Intisari-Online.com -Sejak dimulai pada 24 Februari lalu, invasi Rusia ke Ukraina masih berlangsung hingga saat ini.
Selama invasi berlangsung, banyak masyarakat sipil Ukraina mengungsi ke negara lain, tak terkecuali penduduk kota Mariupol.
Beberapa penduduk Kota Mariupol di Ukraina terpaksa melarikan diri dari blokade pasukan Rusia dengan berjalan kaki.
Menurut Gubernur Wilayah Donetsk, Pavlo Kyrylenko, hal itu mereka lakukan karena sebagian besar upaya evakuasi resmi telah gagal setelah pasukan Rusia melanjutkan serangan.
Sekitar 400.000 orang telah terperangkap di kota pelabuhan strategis itu selama lebih dari dua minggu.
Mereka berlindung dari pengoman berat yang telah memutuskan pasokan listrik, pemanas, dan air pusat.
Rusia sendiri telah membantah mengebom daerah pemukiman atau menargetkan warga sipil di Ukraina.
Berbicara di televisi nasional Ukraina, Gubernur Pavlo Kyrylenko mengatakan sekitar 35.000 telah berhasil meninggalkan Kota Mariupol dalam beberapa hari terakhir.
Rusia telah berulang kali menolak klaim bahwa tindakannya di Ukraina adalah invasi.
Presiden Rusia Vladimir Putin dalam pidatonya di Stadion Luzhniki mengatakan bahwa membebaskan rakyat Donbass dari "genosida" yang dilancarkan terhadap mereka adalah tujuan utama dari operasi khusus Rusia di Ukraina, melansir Sputniknews, Jumat (18/3/2022).
"[Penduduk Donbass], yang tidak setuju dengan kudeta [2014] [di Kiev], segera dipukul dengan operasi militer hukuman. Blokade segera diberlakukan terhadap orang-orang ini. Mereka menjadi sasaran penembakan sistematis, serangan udara.

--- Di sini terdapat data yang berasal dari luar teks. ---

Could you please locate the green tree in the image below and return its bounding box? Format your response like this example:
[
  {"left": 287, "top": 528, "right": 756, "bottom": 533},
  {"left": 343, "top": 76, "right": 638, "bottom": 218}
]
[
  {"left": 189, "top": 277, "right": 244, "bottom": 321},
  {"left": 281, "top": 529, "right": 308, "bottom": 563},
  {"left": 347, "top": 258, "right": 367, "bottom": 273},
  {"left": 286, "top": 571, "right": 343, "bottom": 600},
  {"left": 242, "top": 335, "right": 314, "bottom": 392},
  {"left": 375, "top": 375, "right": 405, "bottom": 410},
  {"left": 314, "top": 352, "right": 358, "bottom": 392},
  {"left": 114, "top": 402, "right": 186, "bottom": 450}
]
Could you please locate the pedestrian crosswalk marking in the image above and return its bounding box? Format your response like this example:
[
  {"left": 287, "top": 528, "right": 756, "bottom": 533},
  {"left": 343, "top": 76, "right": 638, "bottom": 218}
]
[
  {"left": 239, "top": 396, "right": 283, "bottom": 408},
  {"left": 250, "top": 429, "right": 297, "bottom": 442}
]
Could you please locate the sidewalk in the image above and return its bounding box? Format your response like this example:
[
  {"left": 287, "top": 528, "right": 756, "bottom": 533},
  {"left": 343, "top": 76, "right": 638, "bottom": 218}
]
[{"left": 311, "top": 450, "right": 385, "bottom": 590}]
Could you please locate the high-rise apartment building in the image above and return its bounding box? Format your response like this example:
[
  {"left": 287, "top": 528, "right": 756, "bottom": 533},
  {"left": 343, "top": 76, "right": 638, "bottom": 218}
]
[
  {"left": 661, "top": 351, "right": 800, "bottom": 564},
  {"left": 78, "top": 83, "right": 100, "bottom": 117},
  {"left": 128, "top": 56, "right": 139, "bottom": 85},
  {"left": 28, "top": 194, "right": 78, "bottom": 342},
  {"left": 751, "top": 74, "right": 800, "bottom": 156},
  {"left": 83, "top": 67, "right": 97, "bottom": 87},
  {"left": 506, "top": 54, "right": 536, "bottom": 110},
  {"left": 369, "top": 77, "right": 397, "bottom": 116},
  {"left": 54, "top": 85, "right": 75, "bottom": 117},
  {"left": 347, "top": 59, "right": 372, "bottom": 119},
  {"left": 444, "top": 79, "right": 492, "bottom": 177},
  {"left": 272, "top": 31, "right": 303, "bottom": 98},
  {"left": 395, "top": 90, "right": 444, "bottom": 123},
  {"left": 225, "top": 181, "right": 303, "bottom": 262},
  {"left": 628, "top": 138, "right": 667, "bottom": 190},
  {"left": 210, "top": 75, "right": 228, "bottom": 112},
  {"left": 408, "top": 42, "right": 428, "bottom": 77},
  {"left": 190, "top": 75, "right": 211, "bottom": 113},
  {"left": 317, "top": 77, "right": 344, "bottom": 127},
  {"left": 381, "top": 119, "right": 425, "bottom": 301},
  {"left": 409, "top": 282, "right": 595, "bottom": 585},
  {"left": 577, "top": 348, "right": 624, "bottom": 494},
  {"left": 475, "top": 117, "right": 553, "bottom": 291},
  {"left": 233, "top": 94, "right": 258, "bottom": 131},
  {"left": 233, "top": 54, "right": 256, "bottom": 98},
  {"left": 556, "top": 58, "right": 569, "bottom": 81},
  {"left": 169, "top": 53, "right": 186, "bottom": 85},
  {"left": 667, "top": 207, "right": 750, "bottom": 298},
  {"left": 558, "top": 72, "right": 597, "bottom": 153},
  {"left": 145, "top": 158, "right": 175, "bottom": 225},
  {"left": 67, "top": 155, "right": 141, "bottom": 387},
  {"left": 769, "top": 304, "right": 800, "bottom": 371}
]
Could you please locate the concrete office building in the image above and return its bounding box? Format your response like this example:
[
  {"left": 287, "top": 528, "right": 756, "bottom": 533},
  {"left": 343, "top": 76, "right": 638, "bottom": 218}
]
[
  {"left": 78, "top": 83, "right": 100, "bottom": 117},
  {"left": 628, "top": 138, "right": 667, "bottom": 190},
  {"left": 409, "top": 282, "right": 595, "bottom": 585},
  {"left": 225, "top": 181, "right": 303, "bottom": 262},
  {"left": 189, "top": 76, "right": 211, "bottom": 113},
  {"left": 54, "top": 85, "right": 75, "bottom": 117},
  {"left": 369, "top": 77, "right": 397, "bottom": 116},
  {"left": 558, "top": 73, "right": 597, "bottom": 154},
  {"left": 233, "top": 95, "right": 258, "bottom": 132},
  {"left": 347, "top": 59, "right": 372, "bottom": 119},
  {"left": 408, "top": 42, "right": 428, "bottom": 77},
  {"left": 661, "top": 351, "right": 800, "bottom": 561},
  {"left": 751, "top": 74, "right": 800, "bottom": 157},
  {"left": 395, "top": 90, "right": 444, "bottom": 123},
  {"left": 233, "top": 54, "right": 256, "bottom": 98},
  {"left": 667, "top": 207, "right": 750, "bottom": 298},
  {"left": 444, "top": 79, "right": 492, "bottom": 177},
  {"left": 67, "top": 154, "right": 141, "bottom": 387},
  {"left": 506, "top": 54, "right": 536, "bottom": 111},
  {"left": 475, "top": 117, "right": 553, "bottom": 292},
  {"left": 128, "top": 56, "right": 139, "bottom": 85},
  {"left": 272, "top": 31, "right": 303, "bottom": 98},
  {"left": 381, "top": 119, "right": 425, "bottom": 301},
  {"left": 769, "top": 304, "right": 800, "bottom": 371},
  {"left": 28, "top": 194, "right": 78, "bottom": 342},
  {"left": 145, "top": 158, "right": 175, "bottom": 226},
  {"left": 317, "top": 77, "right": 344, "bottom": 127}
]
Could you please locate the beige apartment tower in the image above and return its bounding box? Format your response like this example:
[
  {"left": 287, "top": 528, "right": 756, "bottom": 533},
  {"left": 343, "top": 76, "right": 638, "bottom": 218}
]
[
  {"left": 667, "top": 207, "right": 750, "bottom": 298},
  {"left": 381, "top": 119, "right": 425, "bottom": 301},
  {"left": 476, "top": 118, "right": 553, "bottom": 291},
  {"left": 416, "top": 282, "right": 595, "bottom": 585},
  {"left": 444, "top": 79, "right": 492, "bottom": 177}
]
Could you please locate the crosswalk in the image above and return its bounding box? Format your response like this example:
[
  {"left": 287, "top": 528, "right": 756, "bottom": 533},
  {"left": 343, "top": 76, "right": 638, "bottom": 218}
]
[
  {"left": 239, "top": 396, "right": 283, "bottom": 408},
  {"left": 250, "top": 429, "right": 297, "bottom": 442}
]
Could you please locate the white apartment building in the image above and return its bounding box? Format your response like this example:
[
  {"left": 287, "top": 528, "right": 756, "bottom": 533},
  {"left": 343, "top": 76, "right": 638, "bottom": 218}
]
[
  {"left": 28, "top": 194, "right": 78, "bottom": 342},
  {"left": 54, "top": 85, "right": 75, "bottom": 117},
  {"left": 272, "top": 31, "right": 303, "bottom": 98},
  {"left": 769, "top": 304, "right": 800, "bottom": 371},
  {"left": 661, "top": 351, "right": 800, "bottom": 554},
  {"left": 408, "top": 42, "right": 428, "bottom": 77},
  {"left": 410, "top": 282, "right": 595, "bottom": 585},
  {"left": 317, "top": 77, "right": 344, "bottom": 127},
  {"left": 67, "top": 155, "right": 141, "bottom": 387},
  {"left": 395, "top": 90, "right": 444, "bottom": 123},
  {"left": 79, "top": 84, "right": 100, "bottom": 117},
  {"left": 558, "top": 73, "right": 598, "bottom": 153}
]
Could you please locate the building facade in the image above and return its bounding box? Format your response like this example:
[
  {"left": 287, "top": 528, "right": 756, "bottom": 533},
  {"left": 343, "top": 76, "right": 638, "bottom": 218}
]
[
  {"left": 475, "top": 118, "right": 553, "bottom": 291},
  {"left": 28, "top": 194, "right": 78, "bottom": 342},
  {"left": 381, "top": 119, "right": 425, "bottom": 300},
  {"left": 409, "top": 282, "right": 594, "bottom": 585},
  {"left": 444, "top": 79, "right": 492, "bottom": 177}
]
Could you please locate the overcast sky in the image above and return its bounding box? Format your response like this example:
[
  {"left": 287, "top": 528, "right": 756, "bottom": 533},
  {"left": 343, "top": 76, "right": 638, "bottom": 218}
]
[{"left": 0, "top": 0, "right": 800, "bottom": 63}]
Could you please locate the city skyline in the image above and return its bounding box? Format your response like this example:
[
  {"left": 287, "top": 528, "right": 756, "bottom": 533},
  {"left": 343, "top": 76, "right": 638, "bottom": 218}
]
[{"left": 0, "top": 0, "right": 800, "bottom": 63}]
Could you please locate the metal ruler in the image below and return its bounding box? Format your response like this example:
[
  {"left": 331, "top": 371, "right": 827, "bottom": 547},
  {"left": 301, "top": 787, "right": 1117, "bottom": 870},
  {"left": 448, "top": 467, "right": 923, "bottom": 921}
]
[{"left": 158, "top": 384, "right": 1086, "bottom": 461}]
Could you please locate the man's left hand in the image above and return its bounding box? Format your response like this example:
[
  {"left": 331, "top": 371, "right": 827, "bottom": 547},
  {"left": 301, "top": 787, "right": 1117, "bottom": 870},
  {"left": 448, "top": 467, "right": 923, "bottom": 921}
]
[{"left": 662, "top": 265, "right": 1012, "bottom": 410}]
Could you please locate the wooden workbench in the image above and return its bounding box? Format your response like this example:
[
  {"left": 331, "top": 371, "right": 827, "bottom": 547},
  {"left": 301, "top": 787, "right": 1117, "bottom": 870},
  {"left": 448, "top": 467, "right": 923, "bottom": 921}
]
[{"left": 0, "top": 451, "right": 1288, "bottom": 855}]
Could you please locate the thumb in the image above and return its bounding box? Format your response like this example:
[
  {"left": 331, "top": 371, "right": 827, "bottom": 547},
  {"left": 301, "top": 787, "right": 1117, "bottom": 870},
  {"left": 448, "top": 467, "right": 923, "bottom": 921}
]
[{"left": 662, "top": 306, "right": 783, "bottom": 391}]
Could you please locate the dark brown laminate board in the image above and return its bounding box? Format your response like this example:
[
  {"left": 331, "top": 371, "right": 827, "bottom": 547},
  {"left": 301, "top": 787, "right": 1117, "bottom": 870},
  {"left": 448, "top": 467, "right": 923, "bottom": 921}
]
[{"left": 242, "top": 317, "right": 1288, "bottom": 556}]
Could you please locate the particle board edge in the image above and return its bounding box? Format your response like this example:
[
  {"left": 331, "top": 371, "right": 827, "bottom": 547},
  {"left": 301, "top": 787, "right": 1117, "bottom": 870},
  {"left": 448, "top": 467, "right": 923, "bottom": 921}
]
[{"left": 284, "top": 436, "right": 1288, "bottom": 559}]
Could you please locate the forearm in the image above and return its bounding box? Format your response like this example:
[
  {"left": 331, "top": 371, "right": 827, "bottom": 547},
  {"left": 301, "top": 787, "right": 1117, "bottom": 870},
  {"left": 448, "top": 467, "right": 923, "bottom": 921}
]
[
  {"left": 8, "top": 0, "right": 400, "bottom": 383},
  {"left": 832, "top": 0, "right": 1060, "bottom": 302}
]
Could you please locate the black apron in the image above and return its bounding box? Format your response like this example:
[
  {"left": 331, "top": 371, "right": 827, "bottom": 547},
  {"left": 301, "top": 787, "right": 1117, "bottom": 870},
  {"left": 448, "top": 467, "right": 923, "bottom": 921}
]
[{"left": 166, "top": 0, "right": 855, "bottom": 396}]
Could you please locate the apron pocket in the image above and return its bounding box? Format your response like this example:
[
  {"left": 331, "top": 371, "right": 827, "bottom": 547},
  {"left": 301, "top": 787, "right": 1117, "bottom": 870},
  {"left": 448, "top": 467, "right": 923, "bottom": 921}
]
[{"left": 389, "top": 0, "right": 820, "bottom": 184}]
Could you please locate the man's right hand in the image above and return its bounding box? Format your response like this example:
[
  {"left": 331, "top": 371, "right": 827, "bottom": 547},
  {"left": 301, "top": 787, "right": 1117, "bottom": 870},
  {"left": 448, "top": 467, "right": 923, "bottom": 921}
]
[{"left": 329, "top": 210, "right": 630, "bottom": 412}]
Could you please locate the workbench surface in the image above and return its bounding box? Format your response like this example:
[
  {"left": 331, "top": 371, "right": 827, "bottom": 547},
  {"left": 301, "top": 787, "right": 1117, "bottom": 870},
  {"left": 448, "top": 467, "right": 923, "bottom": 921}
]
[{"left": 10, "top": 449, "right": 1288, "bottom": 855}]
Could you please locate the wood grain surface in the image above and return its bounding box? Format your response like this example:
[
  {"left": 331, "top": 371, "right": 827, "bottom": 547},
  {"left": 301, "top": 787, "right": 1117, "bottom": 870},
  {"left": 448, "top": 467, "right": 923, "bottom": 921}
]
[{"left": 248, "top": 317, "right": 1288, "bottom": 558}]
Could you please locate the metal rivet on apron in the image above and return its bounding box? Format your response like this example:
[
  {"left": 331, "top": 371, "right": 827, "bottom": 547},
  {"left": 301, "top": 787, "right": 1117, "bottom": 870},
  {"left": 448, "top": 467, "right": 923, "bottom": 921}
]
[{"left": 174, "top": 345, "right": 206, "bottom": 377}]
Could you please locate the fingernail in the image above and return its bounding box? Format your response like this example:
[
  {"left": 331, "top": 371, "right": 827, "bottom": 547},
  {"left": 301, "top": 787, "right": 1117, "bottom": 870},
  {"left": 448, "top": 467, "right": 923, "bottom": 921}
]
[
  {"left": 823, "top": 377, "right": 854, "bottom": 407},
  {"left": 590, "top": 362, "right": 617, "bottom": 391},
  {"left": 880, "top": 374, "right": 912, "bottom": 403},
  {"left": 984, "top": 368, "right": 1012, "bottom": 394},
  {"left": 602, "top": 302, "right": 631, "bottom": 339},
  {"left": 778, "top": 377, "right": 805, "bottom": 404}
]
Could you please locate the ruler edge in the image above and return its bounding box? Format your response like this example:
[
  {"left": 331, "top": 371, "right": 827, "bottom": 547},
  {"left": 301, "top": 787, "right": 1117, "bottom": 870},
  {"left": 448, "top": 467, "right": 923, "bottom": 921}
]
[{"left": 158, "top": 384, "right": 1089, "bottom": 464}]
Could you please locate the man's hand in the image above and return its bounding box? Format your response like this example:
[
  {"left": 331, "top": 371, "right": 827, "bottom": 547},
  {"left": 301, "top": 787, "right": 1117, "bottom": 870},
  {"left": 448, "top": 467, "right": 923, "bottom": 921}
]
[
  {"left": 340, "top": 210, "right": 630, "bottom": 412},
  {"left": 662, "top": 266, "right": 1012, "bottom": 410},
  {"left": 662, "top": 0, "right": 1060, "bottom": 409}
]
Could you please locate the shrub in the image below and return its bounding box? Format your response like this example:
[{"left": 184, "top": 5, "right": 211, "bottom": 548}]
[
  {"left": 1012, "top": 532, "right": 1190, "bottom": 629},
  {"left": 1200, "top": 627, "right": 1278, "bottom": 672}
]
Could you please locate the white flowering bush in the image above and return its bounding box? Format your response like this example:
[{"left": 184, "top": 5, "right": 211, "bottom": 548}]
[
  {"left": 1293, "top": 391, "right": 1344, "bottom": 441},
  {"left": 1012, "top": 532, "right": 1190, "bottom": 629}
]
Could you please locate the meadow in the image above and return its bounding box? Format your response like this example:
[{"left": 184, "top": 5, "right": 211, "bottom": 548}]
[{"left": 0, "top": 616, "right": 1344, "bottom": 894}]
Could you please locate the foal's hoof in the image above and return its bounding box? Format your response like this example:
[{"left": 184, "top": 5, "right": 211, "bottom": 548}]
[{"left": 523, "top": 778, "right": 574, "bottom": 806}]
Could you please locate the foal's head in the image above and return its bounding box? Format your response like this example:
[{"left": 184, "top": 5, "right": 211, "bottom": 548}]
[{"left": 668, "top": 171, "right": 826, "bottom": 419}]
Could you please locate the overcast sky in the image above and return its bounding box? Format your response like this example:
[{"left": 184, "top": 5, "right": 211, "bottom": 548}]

Inilah yang disebut 'genosida'".
Putin melanjutkan dengan menambahkan bahwa demiliterisasi dan de-Nazifikasi Ukraina akan dilakukan dan semua "penjahat perang" yang bertanggung jawab atas pertumpahan darah di Donbass, akan dihukum.
Dia mengklarifikasi bahwa itu adalah satu-satunya cara untuk menghentikan "genosida" di sana.
Presiden Rusia memerintahkan dimulainya operasi khusus di Ukraina pada 24 Februari menyusul permintaan dari Republik Rakyat Donetsk dan Lugansk (DPR dan LPR) untuk melindungi mereka dari serangan pasukan Ukraina dan batalyon nasionalis.
Putin menyatakan bahwa Rusia tidak punya pilihan lain selain campur tangan untuk membantu republik Donbass yang baru diakui.
Dia menggambarkan tujuan operasi sebagai demiliterisasi dan de-Nazifikasi Ukraina.
Putin juga bersumpah bahwa angkatan bersenjata Rusia hanya akan menargetkan tujuan militer.
Kremlin juga telah berulang kali menolak klaim oleh pemerintah asing dan media bahwa operasi itu adalah "invasi".
Rusia menekankan bahwa pasukan Rusia tidak memiliki tujuan untuk merebut Ukraina.
Rusia hanya berusaha untuk melucuti senjata dan menghilangkan ancaman nasionalis.
Meskipun demikian, negara-negara di Barat menjatuhi Rusia dengan sanksi ekonomi paling keras hingga saat ini.
Sanksi tersebut menargetkan sektor perbankan dan energi ekonomi, serta Bank Sentral dan secara ilegal membekukan cadangan devisa Rusia.